Si le bien-fondé du développement durable en tant que vision alternative du développement plus respectueuse de l’Homme et de son environnement ne fait aucun doute, sa mise en pratique par les entreprises à travers la RSE n’est pas exempte d’ambiguïté (Glavas et Mish, 2015). Plusieurs voix se sont élevées contre une application de la RSE qui ne permettrait pas d’atteindre les objectifs du développement durable (Marcotte et al., 2017 ; Burrai et al., 2019). La critique apportée par Visser (2015) et l’alternative qu’il propose font partie des points de vue les plus exhaustifs sur la question (Séraphin, 2016). Cet auteur énonce en huit points les changements à mettre en œuvre par les entreprises qui désirent s’engager sur la voie de la durabilité. Le premier changement qu’il propose consiste à faire éclore dans les entreprises un leadership transformationnel plus soucieux des intérêts des parties prenantes que de ses propres désirs. Cela nécessite la révision des critères d’évaluation des leaders. En deuxième lieu, Visser propose la réforme des orientations fondamentales des entreprises afin qu’elles intègrent la notion de durabilité. Un changement idéal devrait toucher tant leur culture que leur mission. Son troisième point porte sur l’importance de la transition technologique par l’adoption des technologies durables pouvant apporter des solutions au défi environnemental. Le quatrième changement concerne le renforcement de la transparence à travers la publication de l’information environnementale par les entreprises. L’implication des parties prenantes, cinquième changement, passe par une plus grande attention portée par l’entreprise à ces dernières, notamment par le biais du suivi de leur mobilisation sur les réseaux sociaux. Sixièmement, Visser appelle à la renaissance de la RSE, devenue peu efficace ; ce concept méritant d’être revisité afin de contribuer à une plus grande harmonie entre l’entreprise et son environnement. Le septième changement s’intéresse aussi à la RSE ; il s’agit de faire en sorte que les valeurs partagées par la société soient à la base de la refondation du concept. Enfin, Visser appelle les entreprises à une réflexion prospective en vue de préparer le futur désiré par la société plutôt que de le subir.

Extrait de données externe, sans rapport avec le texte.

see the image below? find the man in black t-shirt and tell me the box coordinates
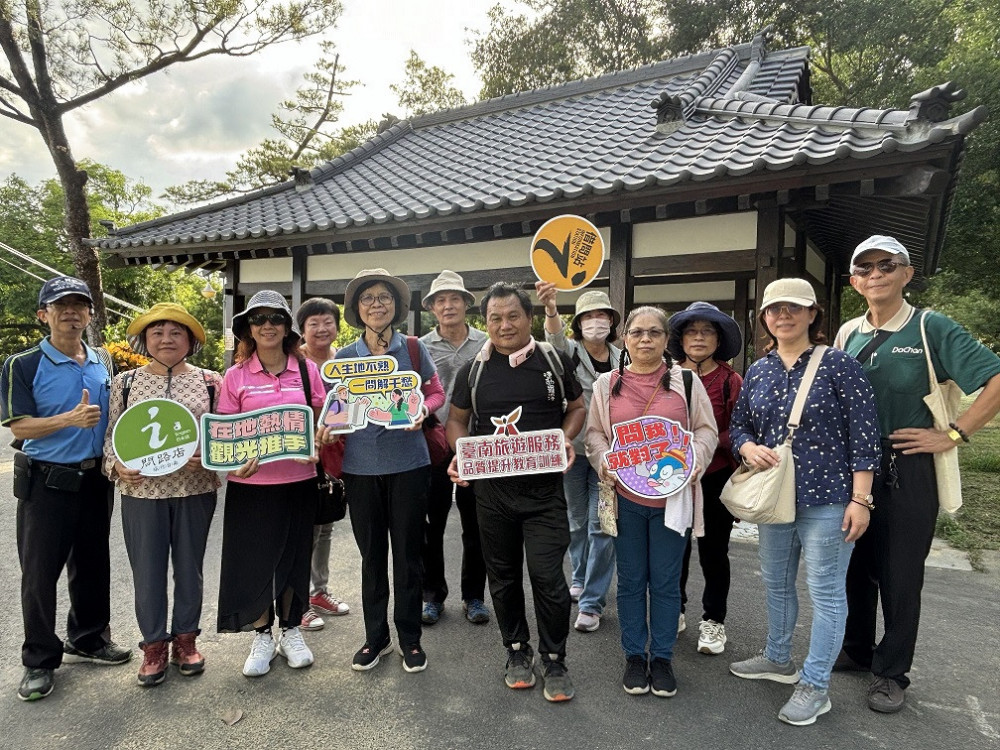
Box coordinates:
[447,282,584,703]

Entre le niveau organisationnel, celui de la RSE, et le niveau institutionnel qui correspond développement durable, il y a le niveau sectoriel qui lui-même est affecté par la tendance (Visser, 2015). On a ainsi assisté ces dernières années à une conversion en chaîne de plusieurs secteurs de l’économie avec l’apparition de la finance responsable et des fonds de placement éthiques et, plus récemment, du financement participatif (Lehner, 2016), qui ont joué un rôle moteur dans la diffusion de la RSE et du développement durable dans des pans entiers de la vie économique (Déjean et Gond, 2004 ; Lehner, 2016). Nous allons dans ce qui suit nous intéresser à la transposition du développement durable dans un secteur particulier, celui du tourisme.

Le tourisme durable

Pour Catherine Dreyfus-Signoles (2002), le secteur touristique s’est officiellement approprié le concept du développement durable en 1995 avec la Conférence mondiale du tourisme durable. L’Organisation mondiale du tourisme[4] a alors publié la Charte du tourisme durable. « La notion de tourisme durable est directement déduite de celle de développement durable. Il s’agit d’une forme de développement touristique qui doit permettre de répondre aux besoins des touristes tout en préservant les chances du futur » (Amirou et al., 2005 : 90) et qui est corollaire de l’idée de développement durable dans le secteur touristique, sans toutefois s’y réduire (Marcotte et al., 2017). Le tourisme durable est une conception relativement récente du tourisme qui est apparue avec la poussée de mouvements liés à la protection des environnements naturels et humains portés par la société civile dans les pays développés (Leroux et Pupion, 2014). Ce passage d’une conception purement économique de l’activité touristique ne s’est pas fait sans peine (Burrai et al., 2019) et a donné lieu à des pratiques très diverses selon le type d’activité et la région qui le met en place (Hillali, 2003).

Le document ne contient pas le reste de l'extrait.